Lors du dernier festival de Cannes, nombreux étaient ceux qui voulaient à propos du dernier film de Lars Von Trier, Anti Christ, être celui qui crierait le plus fort au scandale. Le film sort en dvd accompagné de nombreux suppléments et pour ceux qui veulent en faire l’expérience, la vision d’Anti Christ loin des diatribes partisanes des conférences de presse cannoises, permet de se rendre compte combien pathétiquement grotesques sont ces dernières à l’instar du contenu du film. Précisons d’abord que le film de Lars Von Trier est avant tout le portrait par défaut d’un homme profondément malade. Celui de Lars Von Trier lui-même, homme singulièrement perturbé, en proie à une dépression où angoisses et peurs nourrissent les pires clichés sur les rapports entre les hommes et les femmes. Nous sommes avec lui dans les fonds de tiroir psychanalytiques de nombreux de film d’horreur où se mélangent les plus rabâchés lieux communs et préjugés quant à ce qui différencie la femme de l’homme. S’il n’y avait la maîtrise d’une écriture cinématographique brillante et raffinée, inventive et surprenante, Anti Christ se résumerait à un film de genre, la terreur gore, particulièrement bête et toc, avec sa sexualité tape à l’œil et ses scènes de mutilation qui font la joie en d’autres lieux des amateurs d’hémoglobine sang pour sang. Rien de plus, rien de moins.

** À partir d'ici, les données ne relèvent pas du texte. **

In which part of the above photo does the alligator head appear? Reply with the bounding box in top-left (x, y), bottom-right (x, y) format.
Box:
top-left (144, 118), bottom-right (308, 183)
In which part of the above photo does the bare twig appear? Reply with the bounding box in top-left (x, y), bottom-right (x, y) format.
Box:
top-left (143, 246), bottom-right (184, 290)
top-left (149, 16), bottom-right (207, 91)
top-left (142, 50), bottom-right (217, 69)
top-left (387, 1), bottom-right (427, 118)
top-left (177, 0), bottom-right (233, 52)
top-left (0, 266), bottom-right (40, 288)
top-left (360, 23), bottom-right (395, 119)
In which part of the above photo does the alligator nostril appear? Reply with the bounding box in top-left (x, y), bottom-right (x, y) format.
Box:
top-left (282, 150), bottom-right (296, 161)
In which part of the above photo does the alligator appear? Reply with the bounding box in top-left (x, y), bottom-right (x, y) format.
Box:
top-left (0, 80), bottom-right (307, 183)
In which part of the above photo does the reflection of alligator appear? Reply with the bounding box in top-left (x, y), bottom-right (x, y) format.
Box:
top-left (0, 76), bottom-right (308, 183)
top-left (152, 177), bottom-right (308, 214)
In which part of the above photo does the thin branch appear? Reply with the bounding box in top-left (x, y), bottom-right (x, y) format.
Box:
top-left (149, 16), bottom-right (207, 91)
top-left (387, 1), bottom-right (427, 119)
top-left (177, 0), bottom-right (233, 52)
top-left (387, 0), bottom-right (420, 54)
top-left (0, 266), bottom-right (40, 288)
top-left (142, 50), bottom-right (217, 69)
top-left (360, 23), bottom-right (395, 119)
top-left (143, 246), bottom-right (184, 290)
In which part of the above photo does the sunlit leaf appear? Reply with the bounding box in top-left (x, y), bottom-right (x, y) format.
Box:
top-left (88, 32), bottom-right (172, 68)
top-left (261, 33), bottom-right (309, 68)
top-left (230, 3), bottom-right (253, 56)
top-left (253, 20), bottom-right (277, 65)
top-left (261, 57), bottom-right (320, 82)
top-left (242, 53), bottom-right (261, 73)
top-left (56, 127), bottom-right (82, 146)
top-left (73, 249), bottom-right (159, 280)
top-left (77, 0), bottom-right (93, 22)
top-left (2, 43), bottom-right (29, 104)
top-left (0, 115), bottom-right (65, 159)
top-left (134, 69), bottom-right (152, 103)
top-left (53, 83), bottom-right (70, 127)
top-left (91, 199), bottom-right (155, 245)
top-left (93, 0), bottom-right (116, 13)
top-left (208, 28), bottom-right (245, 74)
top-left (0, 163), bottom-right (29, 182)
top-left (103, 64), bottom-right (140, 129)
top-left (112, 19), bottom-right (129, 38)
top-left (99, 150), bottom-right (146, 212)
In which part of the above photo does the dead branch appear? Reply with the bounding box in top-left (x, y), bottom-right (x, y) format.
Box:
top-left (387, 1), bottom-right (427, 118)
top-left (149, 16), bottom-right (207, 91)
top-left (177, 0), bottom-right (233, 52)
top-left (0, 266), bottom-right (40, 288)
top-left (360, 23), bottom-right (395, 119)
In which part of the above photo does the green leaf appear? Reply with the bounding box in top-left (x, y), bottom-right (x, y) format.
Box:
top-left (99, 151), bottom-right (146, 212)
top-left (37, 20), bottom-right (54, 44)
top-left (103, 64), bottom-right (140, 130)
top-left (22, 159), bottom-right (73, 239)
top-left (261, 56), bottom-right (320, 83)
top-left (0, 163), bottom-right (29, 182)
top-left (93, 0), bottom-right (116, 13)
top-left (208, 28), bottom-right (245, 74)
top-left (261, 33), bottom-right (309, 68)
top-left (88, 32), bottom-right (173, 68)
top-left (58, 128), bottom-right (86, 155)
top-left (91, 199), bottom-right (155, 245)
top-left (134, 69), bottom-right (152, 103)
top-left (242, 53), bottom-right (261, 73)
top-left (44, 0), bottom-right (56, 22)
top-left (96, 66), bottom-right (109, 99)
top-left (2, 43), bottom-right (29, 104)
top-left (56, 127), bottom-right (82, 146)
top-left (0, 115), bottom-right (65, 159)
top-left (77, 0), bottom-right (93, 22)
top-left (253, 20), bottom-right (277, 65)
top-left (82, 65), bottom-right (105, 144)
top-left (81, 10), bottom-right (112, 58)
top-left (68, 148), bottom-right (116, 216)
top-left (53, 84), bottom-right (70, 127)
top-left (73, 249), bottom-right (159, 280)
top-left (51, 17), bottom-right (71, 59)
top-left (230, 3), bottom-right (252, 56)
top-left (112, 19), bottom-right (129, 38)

Anti Christ avec ses outrances scénaristiques, ses partis pris bateaux autant que rabattus et sa conjugaison hystérique d’une éculée trilogie du mal : la femme, le diable et la nature sauvage, possède au moins cette qualité de nous permettre de revoir tout un champ du cinéma d’horreur à la baisse. Celui qui passe son temps à torturer des femmes, à les vivisectionner avec un plaisir et une fascination qui disent d’un point de vue masculin cette incapacité généralisée à notre présent et à notre société mondiale d’écouter nos émotions. Amputé de tout affect, ce cinéma vomit l’idée même d’une autre éducation sentimentale où les genres se déclineraient d’une façon rebelle et belle.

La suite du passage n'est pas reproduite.